三谷太一郎『日本の近代とは何であったかー問題史的考察』の第一章で明かされている、当時では最長老の政治学者であった南原繁との対話のエピソードは、どう解釈すべきなのだろうか。
「今から半世紀近く前、著者は、日本における政治哲学および戦後日本の教育体制の基礎を造った当時最長老の政治学者南原繁と対話する機会がありました。その時、南原が著者に問いを発し、福沢諭吉のような人がなぜ明治憲法に対して批判的でなかったのか、自分はかねてから非常に不思議に思っていると語ったことを思い出します。南原の生年の一八八八(明治二二)年は、ちょうど明治憲法発布の年でした」
南原繁は何らかの答えを出したのだろうか。あるいは、著者はその時、どのように答えたのだろうか。

森鷗外の史伝に対する捉え方は面白い。
「鷗外の『伊澤蘭軒』や『北條霞亭』は、廉塾という山陽道の一宿駅を拠点とする、ささやかな知的共同体が及ぼした全国的なコミュニケーションのネットワークを、飛躍を伴わない徹底した考証学的方法ーーこれは鷗外が敬愛して止まなかった澀江抽斎の学問的方法ですがーーによって描破したのです。北條霞亭の先任者として、一時期菅茶山の委嘱を受け、廉塾塾頭を務めた頼山陽の『日本外史』その他の著作は、『文芸的公共性』の一つの結実です。それが幕末の政治的コミュニケーションを促進する媒体の役割を果たしたことはいうまでもありません」

さらには、「森鷗外が一連の『史伝』で描いた江戸時代末期の学者たちの学問は、明治期の機能主義的で実用主義的な学問に対する反対命題でした。
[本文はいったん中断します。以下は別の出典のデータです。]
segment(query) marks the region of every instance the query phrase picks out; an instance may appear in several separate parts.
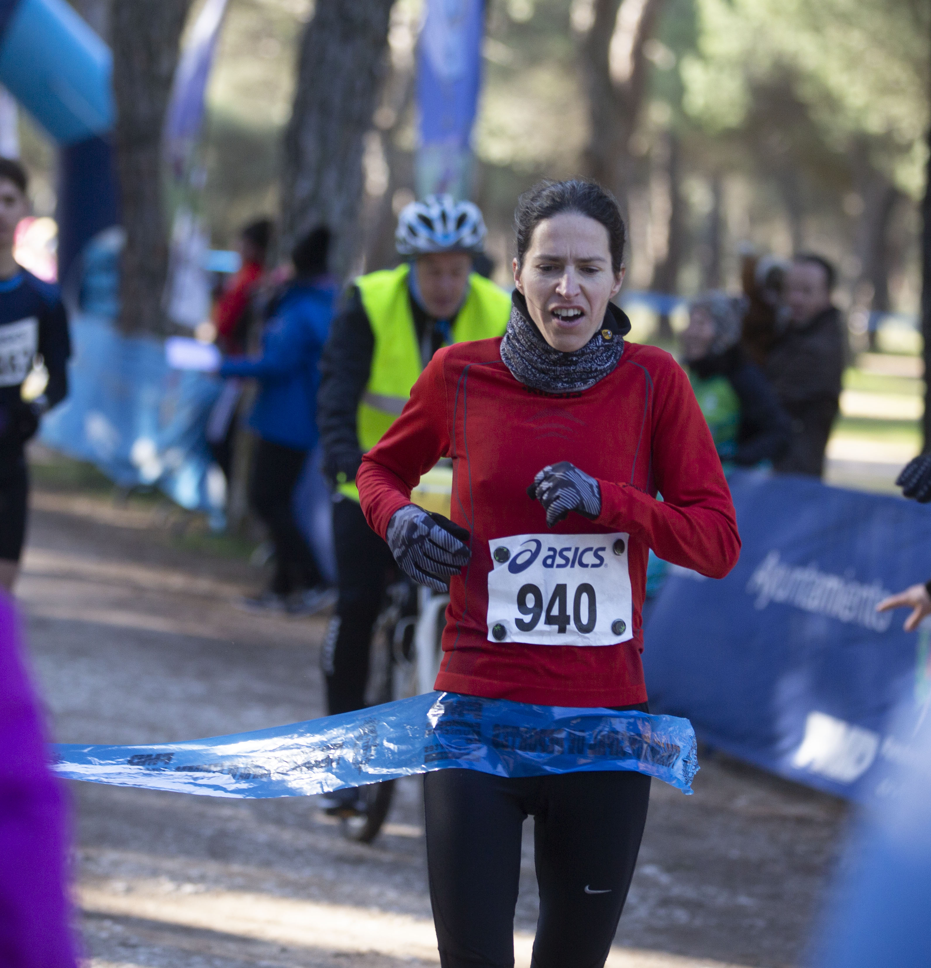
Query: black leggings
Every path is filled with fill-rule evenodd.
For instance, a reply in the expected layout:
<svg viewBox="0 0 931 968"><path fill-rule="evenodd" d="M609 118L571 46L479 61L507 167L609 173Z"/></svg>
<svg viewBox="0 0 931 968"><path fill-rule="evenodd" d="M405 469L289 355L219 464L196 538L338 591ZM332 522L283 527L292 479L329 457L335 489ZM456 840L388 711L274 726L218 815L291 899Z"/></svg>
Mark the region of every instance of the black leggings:
<svg viewBox="0 0 931 968"><path fill-rule="evenodd" d="M510 968L521 828L533 816L540 918L532 968L602 968L646 822L649 777L424 777L430 899L442 968Z"/></svg>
鷗外が『史伝』の著述にあたって、そのことを明確に意識していたことは明らかです」と洞察している。『渋江抽斎』は思いのほか興味深く読んだ。『伊澤蘭軒』『北條霞亭』も読みたいが、どうやら文庫本を手に入れるのは難しいようだ。

「第一章 なぜ日本に政党政治が成立したのか」の締め括りに述べられている、この言葉は重い。
「私は、今後の日本の権力形態は、かつて一九三〇年代に蠟山政道が提唱した『立憲的独裁』の傾向、実質的には『専門家支配』の傾向を強めていくのではないかと考えています。これに対して『立憲デモクラシー』がいかに対抗するかが問われているのです」

ところで、原敬の日記に明治期の政争の激しさを見て驚いた。
「……前田が農林学校に縁を繋ぎ居りて他日大臣たらんとするの野心あり、窃かに教員等を使嗾して運動せしむるものなりとの評判すらなす者あり、兎に角同校は農商務省に属し居るよりは学問の系統上に於ても文部省に属する方適当にして且つ得策なるに因り此処分をなしたるなり、……而して決行までは何人も之を知らず、全く突然に出たり」(明治二三年六月一三日付の原敬の日記)
一人の政敵の復活を完全に遮断するために、省庁の改変という大掛かりな手段を用いることも厭わない。お主そこまでやるか、と言いたくなる気分である。

最後に、「終章 近代の歩みから考える日本の将来」において、「二〇一一年の東日本大震災による原発事故によって、幕末以来の日本の近代化路線に致命的な挫折をもたらしたことも否定することはできません。原発には、現在および将来の日本の資本主義の全機能が集中していたからです」と述べて、「日本近代それ自体への深刻な問い」を提起している。